Ce que vous écrivez est tout à fait juste. Les délires ont culminé à l’époque où la peinture ne pouvait plus être qu’abstraite. Un platonisme de classe terminale mal assimilé s’y entraînait à y découvrir, enfin révélée, l’essence même des choses. Que de sottises !
Et ne parlons pas de tous ces braves gens qui connaissent à peine les collections permanentes du Louvre et sont capables de faire la queue trois heures devant le Grand Palais pour ne pas voir (quand on est trois devant un tableau, on ne le voit pas) des expositions dont tous les journaux ont assuré la publicité.
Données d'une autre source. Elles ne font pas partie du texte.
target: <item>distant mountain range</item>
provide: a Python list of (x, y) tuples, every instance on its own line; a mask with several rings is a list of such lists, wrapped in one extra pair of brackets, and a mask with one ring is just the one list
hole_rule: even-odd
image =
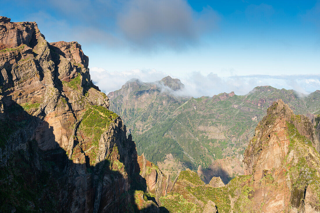
[(134, 79), (108, 95), (110, 110), (125, 121), (138, 154), (144, 153), (172, 177), (199, 166), (198, 174), (208, 181), (217, 173), (226, 182), (241, 174), (244, 152), (254, 128), (279, 99), (296, 114), (311, 119), (320, 114), (320, 90), (306, 95), (263, 86), (244, 95), (232, 92), (196, 98), (178, 96), (184, 87), (169, 76), (153, 82)]

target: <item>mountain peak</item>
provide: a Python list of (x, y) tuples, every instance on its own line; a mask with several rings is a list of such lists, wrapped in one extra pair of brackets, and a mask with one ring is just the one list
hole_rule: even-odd
[(168, 87), (175, 91), (184, 88), (184, 85), (181, 83), (180, 80), (172, 78), (169, 75), (163, 78), (159, 82), (164, 86)]
[(0, 22), (7, 23), (11, 20), (11, 19), (5, 16), (0, 16)]

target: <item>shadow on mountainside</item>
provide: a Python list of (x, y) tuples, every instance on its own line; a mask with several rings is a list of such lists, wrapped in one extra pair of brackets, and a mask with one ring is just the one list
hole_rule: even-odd
[[(145, 192), (147, 188), (145, 179), (139, 174), (136, 150), (132, 160), (135, 169), (128, 171), (127, 179), (113, 170), (108, 160), (94, 166), (87, 162), (74, 163), (55, 142), (53, 127), (43, 120), (44, 113), (39, 117), (33, 116), (26, 111), (32, 109), (24, 109), (11, 96), (2, 95), (5, 97), (3, 105), (0, 106), (3, 109), (0, 112), (0, 212), (156, 210), (155, 205), (139, 210), (135, 203), (136, 192)], [(45, 144), (36, 140), (35, 133), (40, 125), (47, 128), (43, 137), (56, 143), (52, 149), (41, 150)], [(124, 165), (125, 169), (128, 166)], [(141, 194), (144, 200), (138, 201), (154, 200), (145, 193)], [(160, 209), (161, 212), (169, 212), (164, 207)]]

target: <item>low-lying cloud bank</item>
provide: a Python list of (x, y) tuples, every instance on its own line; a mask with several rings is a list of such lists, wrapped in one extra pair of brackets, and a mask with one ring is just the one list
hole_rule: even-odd
[[(123, 85), (132, 78), (137, 78), (144, 82), (150, 82), (160, 80), (168, 75), (154, 69), (110, 72), (101, 68), (92, 67), (90, 69), (90, 73), (93, 82), (107, 94), (121, 88)], [(320, 74), (253, 75), (221, 77), (212, 72), (204, 75), (199, 72), (195, 72), (187, 73), (183, 77), (171, 76), (179, 79), (185, 86), (183, 91), (176, 94), (195, 97), (203, 95), (212, 96), (220, 93), (231, 91), (234, 91), (237, 95), (245, 95), (255, 87), (261, 86), (294, 89), (307, 94), (320, 89)]]

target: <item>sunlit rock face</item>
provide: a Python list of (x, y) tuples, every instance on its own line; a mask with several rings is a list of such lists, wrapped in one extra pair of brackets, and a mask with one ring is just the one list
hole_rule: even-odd
[[(137, 209), (135, 192), (146, 188), (135, 144), (88, 60), (77, 42), (49, 43), (36, 23), (0, 17), (0, 211)], [(145, 203), (139, 209), (158, 212)]]
[(308, 118), (294, 114), (282, 100), (274, 103), (244, 154), (245, 174), (252, 176), (253, 208), (319, 212), (318, 146)]

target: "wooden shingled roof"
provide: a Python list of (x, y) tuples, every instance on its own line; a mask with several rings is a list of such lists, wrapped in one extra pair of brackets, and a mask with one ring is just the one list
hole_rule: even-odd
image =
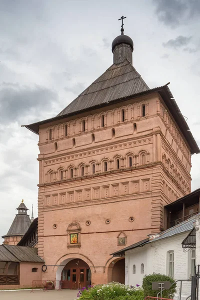
[(133, 66), (125, 60), (113, 64), (57, 116), (110, 103), (150, 88)]
[(117, 102), (158, 92), (190, 145), (192, 154), (200, 153), (200, 150), (167, 86), (150, 89), (134, 66), (126, 60), (118, 64), (112, 64), (56, 116), (22, 126), (38, 134), (40, 126), (42, 124)]
[(22, 236), (26, 232), (31, 224), (31, 220), (28, 214), (27, 214), (27, 210), (29, 210), (24, 203), (22, 202), (17, 208), (18, 212), (20, 210), (24, 210), (20, 214), (16, 215), (15, 218), (11, 224), (10, 227), (6, 234), (3, 236), (2, 238), (6, 236)]
[(38, 255), (38, 249), (22, 246), (0, 245), (0, 262), (44, 262)]

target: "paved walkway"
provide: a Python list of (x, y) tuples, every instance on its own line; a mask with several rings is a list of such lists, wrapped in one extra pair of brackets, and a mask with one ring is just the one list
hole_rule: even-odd
[(20, 290), (16, 292), (0, 292), (0, 300), (74, 300), (77, 298), (78, 290)]

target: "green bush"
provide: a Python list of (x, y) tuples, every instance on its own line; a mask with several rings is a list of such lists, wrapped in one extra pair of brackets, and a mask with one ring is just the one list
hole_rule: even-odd
[(83, 288), (77, 296), (80, 300), (144, 300), (142, 288), (114, 282)]
[[(172, 284), (174, 284), (175, 282), (175, 280), (171, 277), (162, 274), (153, 273), (150, 275), (146, 275), (144, 276), (142, 282), (142, 288), (144, 290), (144, 296), (147, 297), (150, 296), (152, 297), (156, 297), (158, 293), (160, 290), (152, 290), (152, 282), (162, 282), (164, 281), (169, 281), (172, 282)], [(176, 284), (174, 284), (170, 290), (163, 290), (162, 292), (162, 298), (172, 299), (176, 292)]]

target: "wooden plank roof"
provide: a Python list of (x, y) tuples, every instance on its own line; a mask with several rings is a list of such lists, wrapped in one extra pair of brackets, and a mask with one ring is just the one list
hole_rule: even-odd
[(112, 102), (150, 90), (132, 65), (113, 64), (57, 116)]
[(113, 64), (56, 116), (22, 126), (38, 134), (40, 125), (118, 102), (158, 92), (188, 144), (191, 154), (200, 153), (200, 150), (168, 84), (150, 89), (129, 62), (126, 60), (118, 64)]
[(38, 256), (38, 249), (36, 248), (4, 244), (0, 245), (0, 262), (44, 262)]
[(16, 217), (8, 230), (8, 234), (2, 238), (10, 236), (23, 236), (31, 224), (28, 214), (16, 214)]

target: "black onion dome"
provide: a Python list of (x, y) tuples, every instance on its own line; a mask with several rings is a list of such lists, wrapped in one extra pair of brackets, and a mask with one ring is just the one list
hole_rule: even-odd
[(114, 38), (112, 42), (112, 52), (114, 50), (114, 49), (116, 46), (120, 45), (121, 44), (126, 44), (130, 46), (132, 51), (134, 50), (134, 42), (128, 36), (124, 36), (124, 34), (120, 36), (118, 36)]

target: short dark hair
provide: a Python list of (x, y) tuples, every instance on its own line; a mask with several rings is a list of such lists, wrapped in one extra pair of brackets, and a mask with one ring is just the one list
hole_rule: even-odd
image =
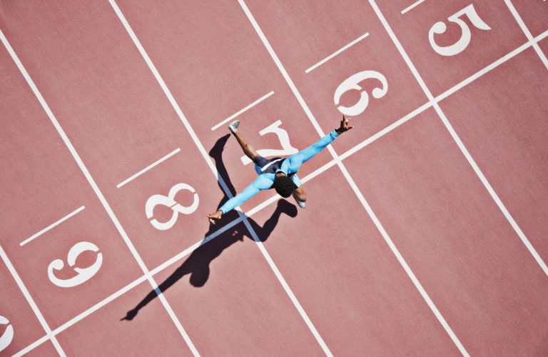
[(291, 178), (286, 176), (276, 176), (274, 180), (274, 188), (278, 194), (282, 197), (288, 198), (291, 196), (296, 186)]

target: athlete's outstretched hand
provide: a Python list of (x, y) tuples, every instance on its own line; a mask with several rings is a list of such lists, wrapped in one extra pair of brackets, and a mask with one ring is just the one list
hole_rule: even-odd
[(223, 211), (220, 211), (220, 209), (217, 210), (213, 213), (209, 213), (208, 215), (208, 218), (209, 218), (209, 223), (210, 223), (211, 224), (215, 224), (215, 221), (220, 219), (220, 217), (222, 216), (223, 216)]
[(340, 134), (344, 133), (345, 131), (348, 131), (354, 126), (350, 125), (350, 118), (345, 118), (345, 114), (342, 114), (342, 120), (340, 121), (340, 126), (337, 129), (337, 132)]

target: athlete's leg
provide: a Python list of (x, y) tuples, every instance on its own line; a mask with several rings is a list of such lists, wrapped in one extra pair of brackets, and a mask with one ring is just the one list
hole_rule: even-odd
[[(233, 127), (233, 124), (230, 124), (229, 126), (229, 129), (230, 129), (230, 131), (234, 135), (234, 137), (236, 138), (236, 140), (238, 141), (238, 144), (240, 144), (240, 146), (242, 148), (242, 150), (243, 150), (243, 154), (245, 154), (246, 156), (248, 156), (249, 159), (251, 159), (252, 161), (255, 162), (255, 161), (260, 157), (260, 156), (257, 154), (257, 151), (255, 150), (255, 148), (253, 148), (250, 144), (249, 144), (244, 138), (242, 136), (242, 134), (240, 134), (240, 131), (238, 128), (238, 125), (235, 125)], [(239, 124), (239, 123), (238, 123)], [(233, 128), (230, 128), (230, 126), (233, 126)]]
[(305, 189), (303, 188), (303, 186), (301, 186), (298, 188), (295, 188), (293, 190), (293, 198), (295, 198), (295, 201), (297, 201), (297, 203), (299, 205), (299, 206), (301, 208), (304, 208), (306, 206), (306, 192), (305, 192)]

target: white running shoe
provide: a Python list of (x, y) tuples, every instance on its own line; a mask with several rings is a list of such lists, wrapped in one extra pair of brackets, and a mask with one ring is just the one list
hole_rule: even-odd
[(230, 131), (230, 133), (233, 133), (235, 131), (238, 130), (238, 126), (240, 126), (240, 121), (235, 120), (228, 126), (228, 130)]

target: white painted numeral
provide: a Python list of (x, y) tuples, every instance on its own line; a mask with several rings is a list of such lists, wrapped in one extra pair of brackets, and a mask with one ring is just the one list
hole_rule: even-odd
[[(181, 190), (188, 190), (194, 193), (194, 201), (192, 204), (188, 206), (181, 206), (175, 201), (175, 195), (177, 194)], [(169, 193), (167, 196), (163, 195), (153, 195), (147, 201), (145, 206), (145, 211), (146, 211), (146, 218), (151, 219), (153, 216), (154, 207), (158, 204), (169, 207), (173, 211), (173, 214), (171, 218), (167, 222), (161, 222), (156, 218), (151, 220), (151, 223), (156, 229), (161, 231), (166, 231), (171, 228), (177, 221), (177, 217), (179, 213), (182, 214), (191, 214), (193, 213), (198, 205), (200, 203), (200, 199), (198, 197), (198, 193), (196, 193), (194, 188), (186, 183), (177, 183), (169, 190)]]
[(347, 78), (342, 81), (342, 83), (339, 84), (339, 86), (338, 86), (337, 89), (335, 91), (333, 101), (335, 101), (335, 105), (338, 105), (342, 94), (352, 89), (361, 91), (360, 100), (352, 106), (338, 106), (337, 109), (339, 109), (339, 111), (348, 116), (355, 116), (361, 114), (365, 111), (365, 109), (369, 104), (369, 95), (358, 84), (369, 79), (377, 79), (382, 85), (381, 87), (373, 89), (371, 91), (373, 97), (378, 99), (379, 98), (385, 96), (388, 91), (388, 82), (386, 80), (386, 77), (376, 71), (363, 71), (362, 72), (358, 72)]
[(8, 325), (6, 331), (0, 336), (0, 351), (5, 349), (14, 339), (14, 326), (9, 325), (9, 321), (4, 316), (0, 316), (0, 325)]
[[(93, 243), (89, 242), (79, 242), (74, 244), (74, 246), (68, 251), (68, 254), (66, 257), (66, 261), (68, 263), (68, 266), (74, 266), (78, 256), (87, 251), (97, 252), (99, 251), (99, 248)], [(102, 263), (103, 253), (98, 253), (95, 263), (90, 266), (83, 268), (74, 268), (73, 270), (78, 273), (78, 275), (68, 279), (60, 279), (55, 276), (54, 271), (61, 270), (65, 266), (65, 263), (61, 259), (56, 259), (50, 263), (48, 266), (48, 277), (49, 278), (49, 280), (57, 286), (61, 288), (72, 288), (91, 279), (99, 271)]]
[(445, 32), (447, 26), (444, 22), (436, 22), (434, 26), (430, 28), (430, 30), (428, 31), (428, 41), (430, 41), (430, 46), (434, 49), (434, 51), (442, 56), (455, 56), (455, 54), (462, 52), (468, 46), (468, 44), (470, 43), (472, 34), (468, 25), (460, 19), (460, 16), (462, 15), (468, 16), (472, 24), (480, 30), (487, 31), (491, 29), (491, 28), (477, 15), (476, 9), (474, 9), (474, 4), (470, 4), (463, 9), (455, 12), (447, 18), (447, 20), (454, 22), (460, 26), (460, 39), (459, 39), (455, 44), (450, 46), (438, 46), (435, 41), (434, 41), (434, 34), (440, 34)]
[[(299, 152), (298, 150), (297, 150), (295, 148), (293, 147), (291, 144), (289, 142), (289, 135), (288, 135), (288, 132), (285, 131), (284, 129), (281, 129), (280, 126), (282, 124), (281, 120), (278, 120), (273, 123), (272, 124), (269, 125), (264, 129), (259, 131), (259, 134), (263, 136), (265, 134), (268, 133), (274, 133), (278, 136), (278, 140), (280, 140), (280, 144), (282, 144), (281, 149), (261, 149), (260, 150), (257, 150), (257, 154), (260, 155), (263, 157), (267, 156), (284, 156), (286, 155), (293, 155), (293, 154), (297, 154)], [(241, 158), (240, 158), (242, 160), (242, 163), (244, 165), (248, 165), (248, 164), (251, 164), (253, 161), (250, 159), (249, 159), (246, 156), (243, 156)]]

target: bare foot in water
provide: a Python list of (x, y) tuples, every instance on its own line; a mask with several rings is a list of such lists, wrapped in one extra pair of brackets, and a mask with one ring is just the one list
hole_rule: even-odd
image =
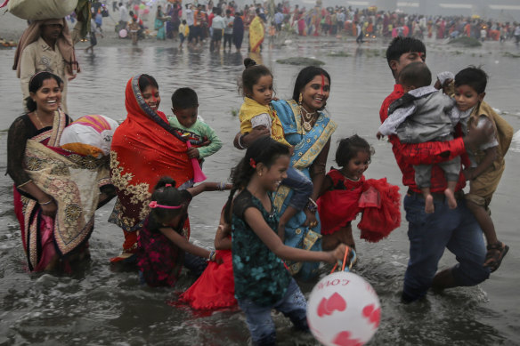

Ce qu’on peut faire encore de mieux dans ces sortes de grandes célébrations artistiques qu’il vaut mieux désormais éviter, c’est suivre deux ou trois personnes et écouter discrètement ce qu’elles se racontent. Cela a rarement un rapport avec ce qui est exposé. Je me souviens d’une femme qui, dans une exposition où j’espérais pouvoir examiner plusieurs toiles de Sebastiano del Piombo, se racontaient leur vie. L’une venait de subir une opération de chirurgie esthétique racontée avec toute sorte de détails, dont elle paraissait déçue : son mari l’aimait désormais beaucoup moins avec sa nouvelle tête !
Tous ces conformistes me font pitié. Au Louvre, on vient de « restaurer » la Saint-Anne du VInci. Tous admirent, évidemment. Mais le tableau est désormais complètement désaccordé, on ne voit plus que le bleu très cru du manteau de la vierge qui, débarrassé des glacis qui l’adoucissaient, crève littéralement les yeux. A deux pas, « La charité » de Del Sarto, qui est dans un bien meilleur état, paraît être une leçon de peinture sur l’art d’accorder les bleus. Elle paraît accabler et condamner, par son excellence même, une maladresse d’écolier du pauvre Léonard qui, s’il était encore vivant, n’y survivrait pas.